TECO firstly attended the Eco House exhibition at this year’s World Smart Energy Week, showing wind energy and PV components and motors. TECO chairman C.K. Liu was in attendance at the exhibition and discussed with EnergyTrend reasons behind their entrance into the Japanese market and future goals.
The International Electrotechnical Commission (IEC) launched the IEC60034-30 international standard for cage-induction motors with energy-efficiency classes that included IE1, IE2, and IE3 in 2008. Two years later in 2010, the IEC introduced an addition class with the EC60034-31 with included IE4, used to reduce the energy consumption of motors.

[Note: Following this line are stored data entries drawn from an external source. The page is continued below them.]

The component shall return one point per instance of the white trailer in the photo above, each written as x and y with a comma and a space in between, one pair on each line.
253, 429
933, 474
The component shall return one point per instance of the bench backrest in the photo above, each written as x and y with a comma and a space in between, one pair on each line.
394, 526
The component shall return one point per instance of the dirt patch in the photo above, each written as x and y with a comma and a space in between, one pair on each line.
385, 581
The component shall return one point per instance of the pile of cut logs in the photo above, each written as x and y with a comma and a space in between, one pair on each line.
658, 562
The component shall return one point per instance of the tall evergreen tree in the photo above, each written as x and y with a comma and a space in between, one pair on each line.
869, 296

Japan and Europe will stop sales of IE2 motors by 2015 and replace them with the more efficient IE3, said Liu. With Japan stopping sales and replacing motor standards, TECO is able to use this opportunity to break into the market. Japan is a manufacturing giant and many domestic Japanese brands have the protection of being on home soil. Although TECO motors are better in quality, the company is not able to easily secure a solid market share unlike with the U.S. and Canada.
Entrance into the Japanese market will not only bring TECO more opportunities, but will allow the company to sell the IE3 motor at IE2 prices. This provides high quality and highly efficient motors at more consumer friendly prices. Liu however points out that in regard to price, it is important to note that domestic manufacturers are equally as strong and that prices that are too low will make it easier for the product to be associated with lower quality.
▲TECO Motors showcases their star during this year’s exhibition: the IE3 high efficiency motors
With the time to break into the Japanese market with the IE3 motor coming up, the company is also driven by the concept to be energy efficient and reduce carbon emissions. The company is moving towards wind generated power and electric vehicles to reduce carbon emissions and increasing energy efficiency by improving already highly efficient motors.
Motors’ power consumption from developed counties makes up 47 percent, which Taiwan makes up 45 percent. The proportion has still not reached the standard and therefore as long as motors can save 1 percent of power, other proportions will be equally optimistic, said Liu. If Taiwan upgraded IE1 motors that are largely used in the country to IE3 for example, it could save 8 percent in power consumption and cut electricity used in Taiwan in half in one year. Upgrading motor efficiency can reduce electricity without changing usage habits.
▲The company’s IE4 motor is already ready but will not be released just yet
The U.S. and Canada have recently shown good performance making up 23 percent and 30 percent of the market respectively. Both regions have switched to the IE3 motor over the past two years, which has driven performance for TECO. The Japanese market is new frontier for the company and they hope for two to three times in growth.